$x \in [0,1]$.
If in binary expansions ie series $\displaystyle x = \sum_{i=1}^{\infty} \frac{x_i}{2^i}$ where each $x_i \in \{0,1\}$ we identify the sequences $\underline{x}$ and $\underline{x}'$ by
$\underline{x} \sim \underline{x}' \iff \exists k$ such that $x_k=0,x_i=1 \ \forall i \geq k $ and $x_k'=1,x_i'=0 \ \forall i \geq k$.
Can we generalise this to ternary expansions?
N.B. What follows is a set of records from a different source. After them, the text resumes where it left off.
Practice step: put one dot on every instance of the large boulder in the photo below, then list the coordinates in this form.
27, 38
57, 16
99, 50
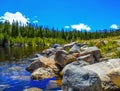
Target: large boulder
69, 45
80, 80
48, 52
75, 49
94, 51
114, 75
56, 45
102, 70
41, 62
105, 70
62, 58
74, 65
33, 89
88, 58
42, 73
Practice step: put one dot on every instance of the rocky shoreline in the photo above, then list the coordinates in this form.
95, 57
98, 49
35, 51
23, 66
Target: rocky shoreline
81, 67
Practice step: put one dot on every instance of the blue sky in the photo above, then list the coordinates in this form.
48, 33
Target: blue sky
76, 14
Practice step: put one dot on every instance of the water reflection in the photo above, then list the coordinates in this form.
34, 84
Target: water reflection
14, 77
13, 53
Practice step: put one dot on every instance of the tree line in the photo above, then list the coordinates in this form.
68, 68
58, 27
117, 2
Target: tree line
11, 34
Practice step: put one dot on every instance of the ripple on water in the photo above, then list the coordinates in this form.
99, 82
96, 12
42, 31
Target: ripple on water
14, 77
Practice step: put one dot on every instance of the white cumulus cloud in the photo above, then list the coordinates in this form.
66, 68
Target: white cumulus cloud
80, 27
67, 26
14, 16
35, 21
114, 26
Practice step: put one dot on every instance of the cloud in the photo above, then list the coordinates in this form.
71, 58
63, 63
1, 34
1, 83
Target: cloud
67, 26
36, 21
80, 27
14, 16
114, 26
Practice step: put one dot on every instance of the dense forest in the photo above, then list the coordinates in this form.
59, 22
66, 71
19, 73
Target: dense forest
32, 35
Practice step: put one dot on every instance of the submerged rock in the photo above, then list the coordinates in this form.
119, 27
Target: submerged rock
88, 58
102, 70
56, 45
74, 65
81, 80
94, 51
33, 89
42, 73
75, 49
62, 58
114, 75
41, 62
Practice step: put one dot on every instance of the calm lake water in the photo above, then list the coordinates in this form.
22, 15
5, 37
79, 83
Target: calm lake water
14, 77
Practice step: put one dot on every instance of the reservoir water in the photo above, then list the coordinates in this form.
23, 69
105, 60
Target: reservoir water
14, 77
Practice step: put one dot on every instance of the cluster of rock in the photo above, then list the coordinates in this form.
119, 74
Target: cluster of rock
80, 66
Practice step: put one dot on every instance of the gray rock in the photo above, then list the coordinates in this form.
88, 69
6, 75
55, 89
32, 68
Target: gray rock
74, 65
88, 58
56, 45
48, 52
42, 73
81, 80
102, 69
41, 62
33, 89
69, 45
94, 51
75, 49
62, 58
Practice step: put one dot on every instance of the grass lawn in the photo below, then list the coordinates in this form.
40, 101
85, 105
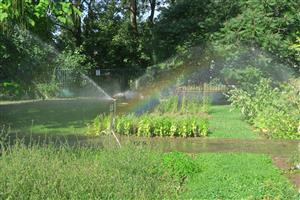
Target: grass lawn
225, 123
237, 176
52, 116
137, 173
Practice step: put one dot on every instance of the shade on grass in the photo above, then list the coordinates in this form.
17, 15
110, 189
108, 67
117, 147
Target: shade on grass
238, 176
228, 123
68, 116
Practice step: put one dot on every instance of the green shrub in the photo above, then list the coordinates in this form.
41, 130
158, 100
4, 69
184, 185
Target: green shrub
274, 110
180, 165
149, 125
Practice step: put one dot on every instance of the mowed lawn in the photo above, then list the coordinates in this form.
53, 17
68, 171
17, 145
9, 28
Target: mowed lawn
237, 176
226, 122
69, 116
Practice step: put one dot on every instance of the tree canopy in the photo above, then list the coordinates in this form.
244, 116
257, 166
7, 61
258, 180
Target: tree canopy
136, 34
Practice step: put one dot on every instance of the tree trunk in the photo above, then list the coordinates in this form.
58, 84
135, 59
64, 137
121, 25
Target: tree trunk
133, 16
152, 6
77, 33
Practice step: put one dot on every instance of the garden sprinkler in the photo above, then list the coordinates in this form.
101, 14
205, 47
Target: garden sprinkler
113, 108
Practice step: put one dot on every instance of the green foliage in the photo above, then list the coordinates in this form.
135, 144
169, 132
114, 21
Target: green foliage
188, 23
150, 125
226, 122
10, 90
84, 173
180, 105
271, 25
180, 165
274, 110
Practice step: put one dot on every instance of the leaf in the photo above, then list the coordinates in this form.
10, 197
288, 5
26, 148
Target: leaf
62, 19
31, 21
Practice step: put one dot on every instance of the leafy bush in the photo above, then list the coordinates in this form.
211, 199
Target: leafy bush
274, 110
10, 90
150, 125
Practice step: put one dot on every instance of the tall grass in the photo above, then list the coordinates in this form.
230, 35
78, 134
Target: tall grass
85, 173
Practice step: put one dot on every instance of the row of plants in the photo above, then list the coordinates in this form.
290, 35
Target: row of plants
181, 105
272, 108
151, 125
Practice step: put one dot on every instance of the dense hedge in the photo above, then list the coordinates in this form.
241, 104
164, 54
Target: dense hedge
152, 125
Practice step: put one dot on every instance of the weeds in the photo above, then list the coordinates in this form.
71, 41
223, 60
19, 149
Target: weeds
89, 173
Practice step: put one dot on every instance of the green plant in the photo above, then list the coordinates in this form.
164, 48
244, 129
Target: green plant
180, 165
84, 173
274, 110
153, 125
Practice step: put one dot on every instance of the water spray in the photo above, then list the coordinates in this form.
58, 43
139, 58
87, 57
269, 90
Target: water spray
113, 109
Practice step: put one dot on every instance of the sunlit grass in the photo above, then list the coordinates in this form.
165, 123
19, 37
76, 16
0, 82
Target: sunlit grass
227, 123
238, 176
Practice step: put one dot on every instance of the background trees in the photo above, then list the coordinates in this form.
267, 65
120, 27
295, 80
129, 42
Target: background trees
134, 34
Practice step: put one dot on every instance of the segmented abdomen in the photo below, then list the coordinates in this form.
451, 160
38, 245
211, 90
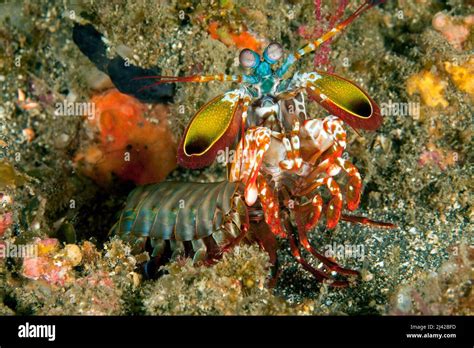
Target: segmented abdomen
185, 214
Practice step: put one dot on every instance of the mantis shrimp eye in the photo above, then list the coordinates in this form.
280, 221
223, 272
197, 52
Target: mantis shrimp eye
249, 58
273, 53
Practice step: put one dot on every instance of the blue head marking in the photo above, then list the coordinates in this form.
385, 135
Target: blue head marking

Note that these tails identified are exactly those one that give different binary expansions of the same number.
By ternary expansions I mean series of the form $\displaystyle x = \sum_{i=1}^{\infty} \frac{x_i}{3^i}$ where each $x_i \in \{0,1,2\}$
If the base is $b$ then the highest digit is $b-1$. If a base $b$ expansion is "terminating" in that it has a finite string of digits $n.d_1\cdots d_k,$ (the last of these being nonzero) followed by all $0$'s, then that is equivalent to the expansion obtained by subtracting $1$ from $d_k$ and appending a string of all high digits $d-1$.
To show this is an application of the sum of geometric series, and might be fun to do in detail.
So for your ternary case, such a terminating ternary as $0.0211(0000..)$ is the same as $0.0210(2222...)$ for example.